Angela Fulton carefully arranged the quilt so Buddy could not see out, then gave Longarm a worried look and came slowly, almost shyly toward him.
Longarm faked a huge yawn and a stretch and said, plenty loud enough that he was sure Buddy could hear, “Reckon I’m gettin’ a mite sleepy too, ma’am. If you don’t mind, I’ll step outside an’ smoke one more cigar before I turn in. No need for you to wait up an’ see me back inside, though. I’ll bar the door when I come to bed.”
“But Mr. Long … I … don’t know what to say.”
“G’night is the custom, ma’am.” Longarm grinned. “But you say whatever it is you have in mind.”
“I … good night, Mr. Long.”
“Good night, Mrs. Fulton.” He turned and went outside, a slim cheroot already in hand.
Longarm’s eyes snapped open. He was instantly awake, not yet sure of what he’d heard or sensed to bring him out of his sleep, but certain there had been something, some noise or movement or inexplicable mental alarm, that roused him.
The shanty was dark as a tax collector’s intentions save for a faint, scarcely discernible red glow from embers dying in the stove. The fact that a few coals were still pulsing heat and light meant he hadn’t been sleeping for very long. Call it two hours tops and probably less, Longarm judged. His right hand slid surreptitiously toward the butt of the double-action Colt revolver he’d laid beside his head before sinking into sleep. If it was danger that was approaching …
The faint sounds of cloth rustling softly in the night drew his attention away from the door, the area most likely to present danger, and toward the back of the small house.

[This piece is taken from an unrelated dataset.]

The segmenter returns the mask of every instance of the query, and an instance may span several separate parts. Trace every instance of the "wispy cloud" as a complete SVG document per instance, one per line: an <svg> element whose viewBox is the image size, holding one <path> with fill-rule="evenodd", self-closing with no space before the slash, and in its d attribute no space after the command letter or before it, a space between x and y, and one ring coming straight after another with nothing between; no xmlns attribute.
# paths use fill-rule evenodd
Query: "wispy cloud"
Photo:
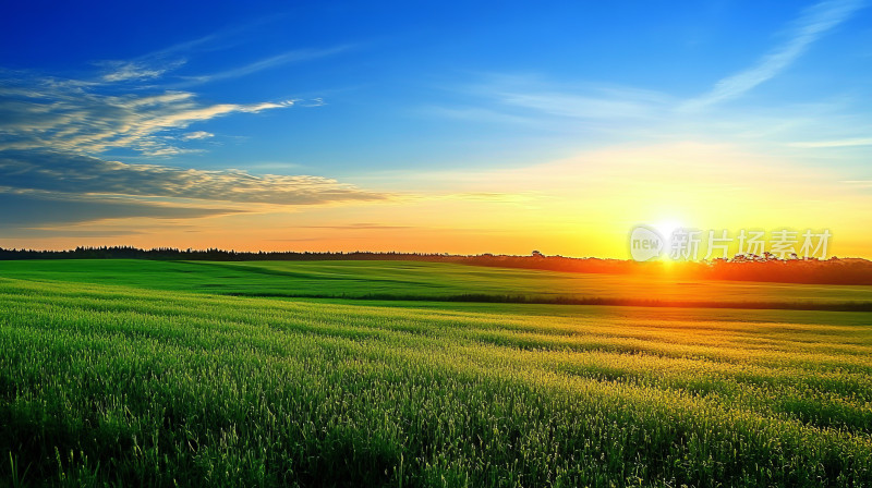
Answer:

Longarm could hear Buddy’s slow, monotonous breathing as the boy slept. Which pretty much narrowed the possibilities. He let go of his hold on the revolver and pushed gun and holster away.
Angela Fulton reached his side and dropped to her knees. There was enough light given off through the stove damper that he could make out the pale form that was her nightgown and the dim shape of her face and limbs.
Thinking only to let her know that he was already awake he touched her wrist. The unexpected contact startled her and she jumped in sudden alarm, a strangled squeak escaping from her throat but quickly brought in check. A dozen feet away Buddy continued his slumber undisturbed.
She bent close so she could whisper into his ear softly enough that there would be no likelihood of waking her son. “You’re a nice man, Mr. Long.”
“Miz Fulton, if you’ve woke me up just so you could tell me that …”
“Please, Mr. Long.”
“Sorry.” He decided maybe it wasn’t teasing she was needing here in the middle of the night.
“It has been … I can’t tell you how terribly, terribly long it has been since anyone has been … nice to me. I mean, genuinely nice, really and truly nice, just to be nice. I mean, not because they’re wanting anything out of it but just to be really, really nice. And to Eric too. That means so much to me, Mr. Long, I just can’t tell you.”
“There’s nothing you got to tell, Miz Fulton, nor nothing you got to do.”